Call it the other flower show – Mother Nature’s colorful display of daffodils and crocus, magnolia and forsythia that’s in full swing from Wilmington to Allentown and beyond. But along with the big bloom comes the Big Sneeze, as maples, elms and junipers unleash clouds of allergy-provoking pollen.
Thanks to a mild winter, pollen counts are breaking records along the East Coast. Levels in Philadelphia reached “high” this week according to the allergy Web site pollen.com – meaning most kids with spring allergies are sneezing. Complicating matters: Flu season’s not quite over, making it even tougher to pinpoint the cause of your child’s symptoms.
Up to 40 percent of kids have seasonal allergies – sneezing when spring kicks up tree pollen, or when summer brings grass pollen and fall delivers ragweed. In one recent survey, 75 percent of parents said spring allergies were worst for their kids – interfering with sleep, school performance and activities like sports and music.

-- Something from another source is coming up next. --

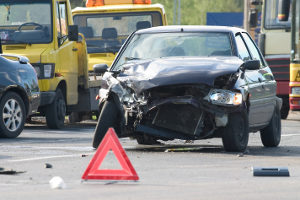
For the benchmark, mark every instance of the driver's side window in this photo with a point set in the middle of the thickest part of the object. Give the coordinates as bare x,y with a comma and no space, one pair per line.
61,21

My child is allergic to some sort of tree pollen. Fortunately, it’s not severe. But it usually takes me a few days to figure out what’s going on each spring. How can you tell whether your child’s got a seasonal allergy, cold or a case of flu that deserves a trip to the doctor’s office? According to the Children’s Hospital of Philadelphia, look for these signs:
Common cold symptoms: Stuffy, runny nose; sneezing; mild cough; slight aches and pains; mild fatigue; sore throat; an occasional headache; some slight aches and pains; normal energy level; low or no fever.
Flu: High fever; always a headache; severe body aches and pains; severe exhaustion; cough (can be severe); a clear or stuffy nose; occasional sore throat; occasional sneezing.
Seasonal allergy: Itchy eyes; stuffy, runny, itchy nose; congestion; sore throat; chronic cough; dark circles under eyes.
Keeping tree pollen and your allergic child separated isn’t an easy task. Wind-pollinated trees like most maples release cloudbursts of pollen; the idea is that some of it is bound to hit the target (another flower, on another maple tree) – and produce seeds. That’s why the pollen is everywhere. On the hood of your car, the windows of your house, and in your kid’s nose. You can limit exposure by not hanging laundry out to dry on high-pollen days, by keeping doors and windows shut, and by having kids take baths or showers at bedtime and washing their hair to remove pollen before sleeping. (A clean pillowcase may help, too.)
Ask your doctor which prescription or over-the-counter medications will help. If symptoms don’t ease up, call back. Seasonal allergies can lead to ear infections, sinus infections and can make asthma worse – and that’s nothing to sneeze at.